Nationalism, women’s emancipation & a classic

Turning a leave

By Bhaskar Roy

Revisiting literary classics is a rewarding exercise inasmuch as it, apart from giving a nuanced reading of the texts, foregrounds issues (dealt with in the classics) germane to the fundamental concerns of our civilisation in these fractious times of ours. One such classic is Rabindranath Tagore’s Bengali novel ‘Ghare-Baire’ (The Home and the World), set against the background of the Swadeshi movement against the Partition of Bengal in 1905, which triggered a massive upsurge of popular protest across Bengal. This movement gave Tagore the occasion to interrogate his times (which he always did with a Catholic, unprejudiced mind) to come up with his own notions of nationalism and the question of women’s emancipation.

The novel is structured around the monologues of three principal characters — Nikhilesh, his wife Bimala and his college friend Sandip. But as the novel progresses, the monologues take a dialogic form, the author giving an open space for debates, while suppressing his own voice. This suppression of his own voice is indicative of his liberal mind, always open to debate.

The two opposing views of nationalism are articulated through the views of Nikhilesh and Sandip.

Nikhilesh, the best product of the Bengal Renaissance, is an enlightened and benevolent landlord. He respects his wife as an individual and wants her to come out of the ‘home’ into the ‘world’. This liberal attitude is reflected in his vision of the nation. His vision transcends the narrow limits of nationalism. At this point, one has to interrogate what nationalism is. The nationalism we see today arose in 18th century Europe with the rise of the nation states which demanded loyalty to a religion, a race or a language. Prior to that, it demanded loyalty to a religion or a ruling dynasty. This unquestioned loyalty is alien to Rabindranath’s ideal of humanist ideals which are against all types of bigotry and extremism. Nationalism, for him, is valid for the subjugated people fighting for independence but once they get it, its utility is gone.

That demand to a certain kind of loyalty is what distinguishes Sandip’s character. To him, morality does not matter. One can take resort to any means to justify ends. His patriotism borders on fanaticism. He goes on for the deification of the nation, ignoring the concerns of the marginalized classes and the minority in society. His brand of nationalism turns out to be the nationalism of an exclusive domain of the privileged class of society. His followers burn foreign goods sold by the poor as part of the call for boycott of foreign goods. The marginalised does not matter to them.

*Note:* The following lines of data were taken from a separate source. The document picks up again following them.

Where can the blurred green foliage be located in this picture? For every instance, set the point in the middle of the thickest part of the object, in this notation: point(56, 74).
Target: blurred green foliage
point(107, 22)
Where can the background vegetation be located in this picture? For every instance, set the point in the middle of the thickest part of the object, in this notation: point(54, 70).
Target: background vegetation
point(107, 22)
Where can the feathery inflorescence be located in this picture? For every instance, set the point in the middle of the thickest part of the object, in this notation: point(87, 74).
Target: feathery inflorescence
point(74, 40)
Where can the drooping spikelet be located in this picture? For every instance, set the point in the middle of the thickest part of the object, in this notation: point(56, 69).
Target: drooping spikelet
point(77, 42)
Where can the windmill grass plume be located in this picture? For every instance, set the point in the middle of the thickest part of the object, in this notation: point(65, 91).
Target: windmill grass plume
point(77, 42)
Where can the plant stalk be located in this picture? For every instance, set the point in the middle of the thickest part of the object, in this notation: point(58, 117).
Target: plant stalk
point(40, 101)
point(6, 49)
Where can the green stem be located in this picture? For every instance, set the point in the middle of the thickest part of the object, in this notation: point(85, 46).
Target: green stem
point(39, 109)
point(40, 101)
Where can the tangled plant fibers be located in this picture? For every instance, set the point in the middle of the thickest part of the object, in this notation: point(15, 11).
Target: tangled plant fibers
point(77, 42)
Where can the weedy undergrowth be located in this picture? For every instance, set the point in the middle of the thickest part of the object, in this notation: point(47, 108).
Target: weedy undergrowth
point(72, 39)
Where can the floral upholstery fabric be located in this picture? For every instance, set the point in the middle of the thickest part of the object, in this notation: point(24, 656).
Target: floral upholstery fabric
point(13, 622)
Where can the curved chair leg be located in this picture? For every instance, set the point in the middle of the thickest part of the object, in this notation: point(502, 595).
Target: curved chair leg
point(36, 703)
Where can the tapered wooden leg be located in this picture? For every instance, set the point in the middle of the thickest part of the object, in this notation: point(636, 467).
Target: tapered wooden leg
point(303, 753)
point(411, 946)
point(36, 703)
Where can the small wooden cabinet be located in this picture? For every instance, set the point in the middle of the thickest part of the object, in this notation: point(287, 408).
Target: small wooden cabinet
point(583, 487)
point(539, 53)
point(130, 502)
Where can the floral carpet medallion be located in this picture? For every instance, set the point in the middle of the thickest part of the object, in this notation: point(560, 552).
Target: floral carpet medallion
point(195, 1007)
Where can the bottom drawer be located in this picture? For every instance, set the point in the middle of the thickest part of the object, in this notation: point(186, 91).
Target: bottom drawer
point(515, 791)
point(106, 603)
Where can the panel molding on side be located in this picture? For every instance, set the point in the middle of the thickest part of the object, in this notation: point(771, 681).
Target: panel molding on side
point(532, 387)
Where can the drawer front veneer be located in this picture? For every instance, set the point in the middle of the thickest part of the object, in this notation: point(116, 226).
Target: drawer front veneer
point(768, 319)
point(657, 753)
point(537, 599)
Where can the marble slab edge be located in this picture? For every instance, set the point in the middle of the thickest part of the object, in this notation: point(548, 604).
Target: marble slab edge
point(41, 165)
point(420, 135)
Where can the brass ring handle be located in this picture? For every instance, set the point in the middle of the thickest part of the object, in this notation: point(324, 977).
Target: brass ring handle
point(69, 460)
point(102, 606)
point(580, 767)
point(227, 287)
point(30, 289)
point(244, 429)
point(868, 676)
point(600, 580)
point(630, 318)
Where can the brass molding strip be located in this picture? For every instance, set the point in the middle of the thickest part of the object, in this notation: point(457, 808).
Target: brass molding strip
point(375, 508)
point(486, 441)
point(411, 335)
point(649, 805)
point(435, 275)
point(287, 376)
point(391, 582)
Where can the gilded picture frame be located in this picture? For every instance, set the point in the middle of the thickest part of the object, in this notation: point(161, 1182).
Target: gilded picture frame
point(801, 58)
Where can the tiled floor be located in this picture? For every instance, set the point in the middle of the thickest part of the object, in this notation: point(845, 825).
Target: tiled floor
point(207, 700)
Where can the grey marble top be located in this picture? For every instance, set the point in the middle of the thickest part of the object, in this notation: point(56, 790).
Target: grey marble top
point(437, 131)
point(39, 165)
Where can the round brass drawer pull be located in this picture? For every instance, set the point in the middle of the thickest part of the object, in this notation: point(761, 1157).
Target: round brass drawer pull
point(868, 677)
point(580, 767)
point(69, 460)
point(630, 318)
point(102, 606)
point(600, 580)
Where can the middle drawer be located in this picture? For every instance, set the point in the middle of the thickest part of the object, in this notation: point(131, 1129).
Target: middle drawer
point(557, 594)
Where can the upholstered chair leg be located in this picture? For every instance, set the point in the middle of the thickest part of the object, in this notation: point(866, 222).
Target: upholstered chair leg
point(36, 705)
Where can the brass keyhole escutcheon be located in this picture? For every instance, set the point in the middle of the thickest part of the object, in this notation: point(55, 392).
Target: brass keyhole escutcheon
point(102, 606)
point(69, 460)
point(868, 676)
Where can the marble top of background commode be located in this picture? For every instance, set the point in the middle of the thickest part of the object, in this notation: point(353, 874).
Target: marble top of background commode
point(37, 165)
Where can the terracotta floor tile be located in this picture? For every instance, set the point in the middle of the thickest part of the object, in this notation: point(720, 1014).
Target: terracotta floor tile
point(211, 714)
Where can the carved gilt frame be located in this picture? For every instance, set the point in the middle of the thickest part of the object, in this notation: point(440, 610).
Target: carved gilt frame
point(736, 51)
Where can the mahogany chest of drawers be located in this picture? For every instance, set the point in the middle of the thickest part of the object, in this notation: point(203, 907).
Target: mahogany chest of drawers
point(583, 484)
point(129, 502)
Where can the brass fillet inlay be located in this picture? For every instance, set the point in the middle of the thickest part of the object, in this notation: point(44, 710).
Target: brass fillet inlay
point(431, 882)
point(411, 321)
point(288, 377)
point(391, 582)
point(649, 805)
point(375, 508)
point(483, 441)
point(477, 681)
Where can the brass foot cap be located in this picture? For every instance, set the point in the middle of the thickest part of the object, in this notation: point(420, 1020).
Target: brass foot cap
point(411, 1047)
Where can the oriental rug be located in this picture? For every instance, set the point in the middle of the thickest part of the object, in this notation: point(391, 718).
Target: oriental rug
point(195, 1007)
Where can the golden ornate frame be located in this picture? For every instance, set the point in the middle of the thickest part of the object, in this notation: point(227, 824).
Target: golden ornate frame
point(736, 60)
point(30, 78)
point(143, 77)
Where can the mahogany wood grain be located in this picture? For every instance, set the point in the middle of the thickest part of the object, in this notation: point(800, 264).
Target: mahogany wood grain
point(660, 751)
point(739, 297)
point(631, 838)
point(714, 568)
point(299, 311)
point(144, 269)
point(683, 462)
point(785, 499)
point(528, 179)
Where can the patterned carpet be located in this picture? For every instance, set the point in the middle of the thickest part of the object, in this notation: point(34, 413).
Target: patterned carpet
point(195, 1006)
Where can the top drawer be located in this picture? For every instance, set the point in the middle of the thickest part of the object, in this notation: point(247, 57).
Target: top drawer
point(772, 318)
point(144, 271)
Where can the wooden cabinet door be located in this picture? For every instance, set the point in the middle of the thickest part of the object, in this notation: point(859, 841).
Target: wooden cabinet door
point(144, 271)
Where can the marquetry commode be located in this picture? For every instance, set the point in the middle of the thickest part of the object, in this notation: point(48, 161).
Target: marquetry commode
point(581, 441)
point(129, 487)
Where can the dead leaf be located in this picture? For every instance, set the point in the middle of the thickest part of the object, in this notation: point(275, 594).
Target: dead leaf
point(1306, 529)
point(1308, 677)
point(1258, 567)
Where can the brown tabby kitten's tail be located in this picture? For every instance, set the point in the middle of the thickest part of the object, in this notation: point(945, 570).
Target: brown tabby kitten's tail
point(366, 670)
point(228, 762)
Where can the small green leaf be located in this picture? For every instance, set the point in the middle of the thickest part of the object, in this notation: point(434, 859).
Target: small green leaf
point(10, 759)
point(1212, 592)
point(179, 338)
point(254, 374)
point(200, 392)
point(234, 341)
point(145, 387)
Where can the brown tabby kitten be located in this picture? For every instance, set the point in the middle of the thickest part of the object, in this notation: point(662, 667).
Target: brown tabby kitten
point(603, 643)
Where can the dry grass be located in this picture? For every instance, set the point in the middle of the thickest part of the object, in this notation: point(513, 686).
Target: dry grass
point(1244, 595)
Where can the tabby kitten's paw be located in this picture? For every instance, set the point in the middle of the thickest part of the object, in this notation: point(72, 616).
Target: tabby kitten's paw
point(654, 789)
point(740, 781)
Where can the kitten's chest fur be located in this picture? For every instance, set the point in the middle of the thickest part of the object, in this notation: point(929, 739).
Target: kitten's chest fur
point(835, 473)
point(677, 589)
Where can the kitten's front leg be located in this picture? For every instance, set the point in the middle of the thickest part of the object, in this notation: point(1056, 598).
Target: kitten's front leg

Bimala is a defining character in the novel, in fact she is its pivot, insofar as all the contradictions of the story are refracted through her. To begin with, she is the ideal Hindu married woman whose life is totally dedicated to the worship of her husband. In fact, she has no life of her own. Her life is totally defined by that of her husband. She refuses to be out in the ‘world’ despite her husband’s exhortation, until she gets to hear the fiery speech of Sandip. She is mesmerised. She is attracted by the ‘maleness’ of it. It is kind of a ‘sexual passion’ that she has never experienced in her conjugal life before. She is being inexorably drawn into the final ‘kiss’ sequence. That is a sacrilege, a transgression for a Hindu married woman, a transgression that frees her as a woman who is the sovereign of her life and body. But is it so? It is not that easy as Tagore would have wanted us to see. Bimala gets to see her folly in not getting to see the real face of Sandip — manipulative and willing to resort to any means to achieve his goals. But that is too late. Her husband dies in trying to quell a Hindu-Muslim riot. Devastated by the twin tragedy, she comes out badly bruised, but a real woman, forged in the fire of the fractious times.